The increase in specific loan loss provisions jumped by 66.2 per cent to Rs 2,883.6 crore in the quarter from Rs 1,734.6 crore the previous year.
The specific loan loss provisions in the current quarter include one-offs of approximately Rs 700 crore, primarily relating to some corporate accounts.
The general and other provisions declined to Rs 159.9 crore in Q3FY20 from Rs 476.9 crore in the year-ago period.
The asset quality showed some pressure as gross Non-performing assets (NPAs) rose year-on-year basis and sequentially. GNPAs moved up at 1.42 per cent in December 2019, from 1.38 per cent in December 2018. The gross NPAs stood at 1.38 per cent in September 2019.

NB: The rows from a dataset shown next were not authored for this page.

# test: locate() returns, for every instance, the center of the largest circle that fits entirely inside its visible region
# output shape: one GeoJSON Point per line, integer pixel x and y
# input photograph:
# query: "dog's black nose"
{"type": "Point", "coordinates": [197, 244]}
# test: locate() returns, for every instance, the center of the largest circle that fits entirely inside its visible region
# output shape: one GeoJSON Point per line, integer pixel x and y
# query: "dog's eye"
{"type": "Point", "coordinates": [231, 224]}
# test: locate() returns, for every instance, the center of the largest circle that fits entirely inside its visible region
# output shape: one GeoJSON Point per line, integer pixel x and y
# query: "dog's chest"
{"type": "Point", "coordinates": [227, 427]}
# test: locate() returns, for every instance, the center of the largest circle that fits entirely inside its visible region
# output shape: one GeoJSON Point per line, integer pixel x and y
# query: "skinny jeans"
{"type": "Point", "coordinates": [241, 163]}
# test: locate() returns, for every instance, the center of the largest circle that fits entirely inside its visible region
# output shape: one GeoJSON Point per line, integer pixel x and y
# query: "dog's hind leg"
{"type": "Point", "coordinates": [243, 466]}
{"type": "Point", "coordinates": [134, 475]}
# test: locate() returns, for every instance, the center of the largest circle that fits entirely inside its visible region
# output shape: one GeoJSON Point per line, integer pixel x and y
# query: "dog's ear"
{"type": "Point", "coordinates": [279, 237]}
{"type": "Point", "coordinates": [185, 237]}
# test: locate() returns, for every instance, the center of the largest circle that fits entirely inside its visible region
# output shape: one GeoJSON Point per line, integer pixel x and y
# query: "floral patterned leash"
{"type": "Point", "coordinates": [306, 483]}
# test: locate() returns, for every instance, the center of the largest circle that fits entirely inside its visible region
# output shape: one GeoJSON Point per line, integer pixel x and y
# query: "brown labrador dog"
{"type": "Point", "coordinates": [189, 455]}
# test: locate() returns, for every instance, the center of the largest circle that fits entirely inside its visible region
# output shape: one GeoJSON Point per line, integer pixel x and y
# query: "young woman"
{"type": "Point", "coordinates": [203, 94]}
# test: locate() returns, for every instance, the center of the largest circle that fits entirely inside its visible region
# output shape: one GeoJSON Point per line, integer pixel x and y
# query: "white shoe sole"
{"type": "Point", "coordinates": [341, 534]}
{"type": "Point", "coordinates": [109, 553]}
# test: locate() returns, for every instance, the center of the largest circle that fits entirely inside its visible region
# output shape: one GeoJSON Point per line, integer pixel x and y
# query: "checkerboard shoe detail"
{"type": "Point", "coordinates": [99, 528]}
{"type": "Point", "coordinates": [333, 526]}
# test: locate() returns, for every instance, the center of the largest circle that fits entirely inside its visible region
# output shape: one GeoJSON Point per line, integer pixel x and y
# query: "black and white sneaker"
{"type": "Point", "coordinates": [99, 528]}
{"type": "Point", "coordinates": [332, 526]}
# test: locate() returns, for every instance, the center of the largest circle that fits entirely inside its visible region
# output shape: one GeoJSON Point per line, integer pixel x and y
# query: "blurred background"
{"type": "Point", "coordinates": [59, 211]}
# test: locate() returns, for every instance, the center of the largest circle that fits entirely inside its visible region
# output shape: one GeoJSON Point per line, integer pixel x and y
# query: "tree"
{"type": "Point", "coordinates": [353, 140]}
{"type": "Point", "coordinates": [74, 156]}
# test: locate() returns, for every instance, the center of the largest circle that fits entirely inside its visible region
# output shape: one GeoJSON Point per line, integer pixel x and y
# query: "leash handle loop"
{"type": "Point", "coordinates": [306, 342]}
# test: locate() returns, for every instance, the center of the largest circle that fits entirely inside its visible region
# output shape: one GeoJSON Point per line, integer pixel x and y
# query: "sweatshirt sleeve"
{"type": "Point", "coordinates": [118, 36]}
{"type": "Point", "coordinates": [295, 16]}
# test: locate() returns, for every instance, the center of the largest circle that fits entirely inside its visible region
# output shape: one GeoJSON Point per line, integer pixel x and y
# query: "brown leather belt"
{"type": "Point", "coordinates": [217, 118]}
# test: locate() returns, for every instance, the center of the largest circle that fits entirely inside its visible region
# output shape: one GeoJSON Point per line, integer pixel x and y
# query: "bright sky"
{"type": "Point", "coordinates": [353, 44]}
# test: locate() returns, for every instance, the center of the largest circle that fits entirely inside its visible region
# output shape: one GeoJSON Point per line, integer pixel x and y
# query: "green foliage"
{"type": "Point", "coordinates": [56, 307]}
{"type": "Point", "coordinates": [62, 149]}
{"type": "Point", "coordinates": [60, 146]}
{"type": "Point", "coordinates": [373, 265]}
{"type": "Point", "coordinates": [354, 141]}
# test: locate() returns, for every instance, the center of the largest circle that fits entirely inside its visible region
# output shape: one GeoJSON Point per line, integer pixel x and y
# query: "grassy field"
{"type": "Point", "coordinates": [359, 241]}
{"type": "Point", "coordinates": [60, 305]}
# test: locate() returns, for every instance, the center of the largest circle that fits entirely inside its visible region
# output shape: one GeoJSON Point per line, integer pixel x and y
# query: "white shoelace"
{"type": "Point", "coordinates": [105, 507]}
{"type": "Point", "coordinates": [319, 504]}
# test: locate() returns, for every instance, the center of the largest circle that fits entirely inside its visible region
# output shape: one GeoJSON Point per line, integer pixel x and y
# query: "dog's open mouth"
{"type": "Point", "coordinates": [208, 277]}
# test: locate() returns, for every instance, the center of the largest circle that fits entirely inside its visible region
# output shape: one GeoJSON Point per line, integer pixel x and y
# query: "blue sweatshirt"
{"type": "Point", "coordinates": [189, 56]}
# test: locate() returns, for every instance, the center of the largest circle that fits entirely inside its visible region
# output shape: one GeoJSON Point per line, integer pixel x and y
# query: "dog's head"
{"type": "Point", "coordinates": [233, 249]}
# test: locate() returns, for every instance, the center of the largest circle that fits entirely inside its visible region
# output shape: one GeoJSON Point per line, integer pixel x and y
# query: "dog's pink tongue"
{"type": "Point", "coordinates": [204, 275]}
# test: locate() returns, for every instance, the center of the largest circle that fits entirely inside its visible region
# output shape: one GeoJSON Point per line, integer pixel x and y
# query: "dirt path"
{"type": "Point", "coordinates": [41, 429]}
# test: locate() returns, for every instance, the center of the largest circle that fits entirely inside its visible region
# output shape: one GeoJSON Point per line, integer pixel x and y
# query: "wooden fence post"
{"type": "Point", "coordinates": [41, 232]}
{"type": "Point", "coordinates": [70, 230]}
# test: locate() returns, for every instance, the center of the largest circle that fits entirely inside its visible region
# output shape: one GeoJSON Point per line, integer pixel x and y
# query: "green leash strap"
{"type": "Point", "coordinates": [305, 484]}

Bank executives, in a conference call, said the asset quality of unsecured loans is holding well. However, the concern is over stress in the commercial vehicles and equipment segment. This is a function of the economic climate as freight rates and volumes have come down.
Referring to business performance, the bank said its advances rose by 20 per cent to Rs 9.36 trillion. Domestic retail loans grew by 14.1 per cent and domestic wholesale loan book expanded at a much faster pace of 29.3 per cent. The domestic loan mix showed retail share of 52 per cent, while that of wholesale was 48 per cent.
HDFC Bank’s deposits grew by 25.2 per cent to Rs 10.67 trillion at end of December 2019.
The share of low cost – current account and savings deposits (CASA) – in total deposits stood at 39.5 per cent as on December 31, 2019.
The bank’s total Capital Adequacy Ratio (CAR) as per Basel III guidelines was 18.5 per cent as on December 31, 2019 (17.3 per cent as on December 31, 2018). Common Equity Tier 1 Capital ratio (CET-1) was at 16.2 per cent as of December 31, 2019.